Native bees such as bumblebees are harmless; they don’t sting. Honey bees, which are not native (they’re originally from Africa), do sting. But most summer stings are delivered by wasps (like mud dauber and paper wasps), yellow jackets or other members of the hornet family.
If you encounter a hornet’s nest (they’re very distinctive looking) or see yellow jackets going in and out of the ground, back away and arrange for safe removal. I repeat: You do not need to do anything right away and you should not try to do anything right away.
If you were stung during your unpleasant discovery, a cut onion, slice of garlic or meat tenderizer containing papain (papaya) to the site of the sting can provide surprisingly effective relief.
But rush to an emergency room or to your emergency injector if you have had an allergic reaction to stings in the past.
And be ready to seek immediate medical attention if you feel shortness of breath or any symptom other than pain at the sting site, even if you haven’t had a previous reaction. Don’t delay. Like allergies to peanuts and shellfish, reactions to “bee stings” (more properly called venomous insect stings) can be fatal.

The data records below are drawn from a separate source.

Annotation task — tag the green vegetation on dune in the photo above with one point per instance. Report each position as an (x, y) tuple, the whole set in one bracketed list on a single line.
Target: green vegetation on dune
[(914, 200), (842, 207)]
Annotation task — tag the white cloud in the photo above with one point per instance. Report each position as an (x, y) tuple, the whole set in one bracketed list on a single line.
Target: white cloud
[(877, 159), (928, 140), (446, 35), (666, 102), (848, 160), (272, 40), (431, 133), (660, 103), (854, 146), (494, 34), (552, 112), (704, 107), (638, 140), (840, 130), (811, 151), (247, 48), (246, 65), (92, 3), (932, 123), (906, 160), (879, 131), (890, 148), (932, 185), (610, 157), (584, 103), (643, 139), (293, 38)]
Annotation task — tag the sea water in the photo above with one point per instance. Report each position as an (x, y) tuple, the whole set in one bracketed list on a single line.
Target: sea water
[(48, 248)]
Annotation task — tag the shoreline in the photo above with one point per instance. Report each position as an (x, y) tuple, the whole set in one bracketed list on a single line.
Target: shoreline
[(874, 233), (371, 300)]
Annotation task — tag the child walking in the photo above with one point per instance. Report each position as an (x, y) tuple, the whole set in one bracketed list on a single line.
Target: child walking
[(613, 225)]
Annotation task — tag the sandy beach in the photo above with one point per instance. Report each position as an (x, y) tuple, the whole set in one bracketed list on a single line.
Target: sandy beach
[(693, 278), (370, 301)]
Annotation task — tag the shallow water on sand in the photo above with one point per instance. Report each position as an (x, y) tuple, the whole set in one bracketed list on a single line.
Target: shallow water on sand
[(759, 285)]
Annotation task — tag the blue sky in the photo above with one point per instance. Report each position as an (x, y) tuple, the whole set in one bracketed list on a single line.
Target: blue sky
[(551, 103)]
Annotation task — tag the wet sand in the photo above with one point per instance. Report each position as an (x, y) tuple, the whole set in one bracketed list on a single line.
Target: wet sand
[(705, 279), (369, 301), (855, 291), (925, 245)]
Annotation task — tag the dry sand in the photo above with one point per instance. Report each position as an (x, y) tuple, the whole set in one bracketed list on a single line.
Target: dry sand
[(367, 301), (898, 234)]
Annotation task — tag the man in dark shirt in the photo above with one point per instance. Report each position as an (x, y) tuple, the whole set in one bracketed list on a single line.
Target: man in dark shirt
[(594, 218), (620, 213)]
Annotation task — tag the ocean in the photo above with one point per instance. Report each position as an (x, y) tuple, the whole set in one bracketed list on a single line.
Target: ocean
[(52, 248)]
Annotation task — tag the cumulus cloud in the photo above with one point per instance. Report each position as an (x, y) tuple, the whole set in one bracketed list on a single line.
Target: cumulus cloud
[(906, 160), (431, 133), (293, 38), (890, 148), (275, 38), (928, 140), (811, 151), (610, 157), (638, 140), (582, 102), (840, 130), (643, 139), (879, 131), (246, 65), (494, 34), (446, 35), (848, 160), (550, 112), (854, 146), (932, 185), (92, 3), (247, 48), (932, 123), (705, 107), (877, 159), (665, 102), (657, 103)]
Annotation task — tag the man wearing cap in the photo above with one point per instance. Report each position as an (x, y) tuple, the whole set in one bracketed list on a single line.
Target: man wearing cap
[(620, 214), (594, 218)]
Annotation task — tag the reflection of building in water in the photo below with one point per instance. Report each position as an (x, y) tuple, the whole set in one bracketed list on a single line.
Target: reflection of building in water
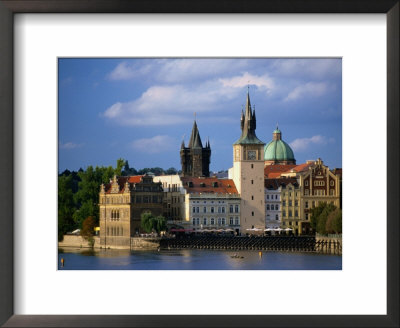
[(121, 204)]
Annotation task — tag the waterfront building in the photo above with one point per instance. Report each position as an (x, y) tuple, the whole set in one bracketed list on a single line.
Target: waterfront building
[(248, 172), (211, 203), (173, 199), (195, 159), (121, 204), (278, 151)]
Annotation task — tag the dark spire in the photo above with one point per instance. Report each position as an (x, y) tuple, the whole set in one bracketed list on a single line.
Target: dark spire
[(248, 125), (195, 140)]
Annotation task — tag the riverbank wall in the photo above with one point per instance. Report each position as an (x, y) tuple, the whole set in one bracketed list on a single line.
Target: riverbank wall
[(272, 243), (136, 243), (331, 244), (78, 242)]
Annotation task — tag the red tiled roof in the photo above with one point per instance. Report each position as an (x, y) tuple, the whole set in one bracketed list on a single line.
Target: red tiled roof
[(122, 181), (274, 171), (275, 183), (205, 185)]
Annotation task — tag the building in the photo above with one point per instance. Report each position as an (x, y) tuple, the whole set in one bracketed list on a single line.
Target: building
[(121, 204), (195, 159), (211, 204), (277, 151), (248, 172), (173, 197)]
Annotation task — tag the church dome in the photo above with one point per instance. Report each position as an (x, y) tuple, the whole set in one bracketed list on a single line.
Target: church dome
[(277, 151)]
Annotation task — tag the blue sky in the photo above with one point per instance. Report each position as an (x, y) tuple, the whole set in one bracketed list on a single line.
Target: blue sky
[(140, 109)]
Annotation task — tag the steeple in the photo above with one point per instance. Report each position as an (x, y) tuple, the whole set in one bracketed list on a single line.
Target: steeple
[(195, 140), (248, 125)]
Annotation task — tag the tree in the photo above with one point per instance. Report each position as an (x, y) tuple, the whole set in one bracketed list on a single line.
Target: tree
[(87, 231), (147, 222), (334, 221), (66, 205)]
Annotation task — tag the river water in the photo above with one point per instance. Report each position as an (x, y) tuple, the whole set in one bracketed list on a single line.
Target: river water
[(85, 259)]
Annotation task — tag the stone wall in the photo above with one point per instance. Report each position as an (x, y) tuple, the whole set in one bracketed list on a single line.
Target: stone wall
[(328, 244), (78, 241)]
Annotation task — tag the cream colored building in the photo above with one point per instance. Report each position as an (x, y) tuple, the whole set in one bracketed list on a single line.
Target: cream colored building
[(211, 204), (248, 173)]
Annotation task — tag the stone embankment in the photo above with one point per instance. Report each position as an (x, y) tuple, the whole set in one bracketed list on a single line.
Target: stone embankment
[(273, 243), (331, 244), (78, 241), (137, 243)]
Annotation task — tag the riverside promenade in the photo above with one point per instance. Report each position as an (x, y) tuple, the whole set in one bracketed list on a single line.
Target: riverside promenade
[(272, 243)]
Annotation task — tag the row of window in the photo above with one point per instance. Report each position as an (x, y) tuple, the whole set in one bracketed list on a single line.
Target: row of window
[(296, 213), (148, 199), (219, 209), (272, 207), (115, 231), (213, 221)]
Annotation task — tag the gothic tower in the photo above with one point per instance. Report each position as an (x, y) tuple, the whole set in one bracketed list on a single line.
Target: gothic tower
[(248, 173), (195, 159)]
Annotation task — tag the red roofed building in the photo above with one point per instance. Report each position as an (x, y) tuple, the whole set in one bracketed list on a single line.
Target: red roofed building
[(211, 204), (121, 204)]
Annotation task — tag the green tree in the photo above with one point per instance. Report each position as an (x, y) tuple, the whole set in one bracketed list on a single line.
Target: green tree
[(66, 205), (147, 222), (87, 231)]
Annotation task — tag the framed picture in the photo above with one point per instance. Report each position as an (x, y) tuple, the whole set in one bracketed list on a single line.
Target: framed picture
[(216, 312)]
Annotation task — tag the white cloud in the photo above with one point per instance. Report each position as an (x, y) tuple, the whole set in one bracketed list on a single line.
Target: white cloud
[(312, 68), (168, 105), (126, 71), (263, 82), (302, 144), (310, 89), (156, 144), (69, 145)]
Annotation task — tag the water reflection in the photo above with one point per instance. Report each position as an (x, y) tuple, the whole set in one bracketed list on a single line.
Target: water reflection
[(113, 259)]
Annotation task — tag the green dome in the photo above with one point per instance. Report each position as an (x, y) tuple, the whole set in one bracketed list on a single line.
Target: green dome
[(278, 150)]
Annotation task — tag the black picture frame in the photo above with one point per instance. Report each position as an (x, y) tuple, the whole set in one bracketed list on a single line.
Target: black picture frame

And if you know you’re allergic, keep an emergency injector such as the EpiPen nearby. These spring-loaded devices deliver a life-saving shot of epinephrine that instantly gets into your blood stream. If you’re allergic and don’t have one (or your device is old) have your doctor prescribe one. And make sure everyone in your home knows where it is!
Ode to a chigger
Chuck in Herndon writes: “Your recent segment on chiggers brought back some raw memories of my childhood. When I was growing up during the ’40s and ’50s in Arlington and Fairfax counties, they were a major source of discomfort. I returned to the area in 1993, but have yet to encounter them again, despite spending a lot of time in brushy areas outdoors. They are clearly less of a problem now than back in the past — when a friend of my family, originally from Iowa, would often repeat this little poem:
The chigger, the chigger
It isn’t much bigger
Than the head of a small sized pin;
But the welt that it raises
It itches like blazes
And that’s where the rubbing comes in.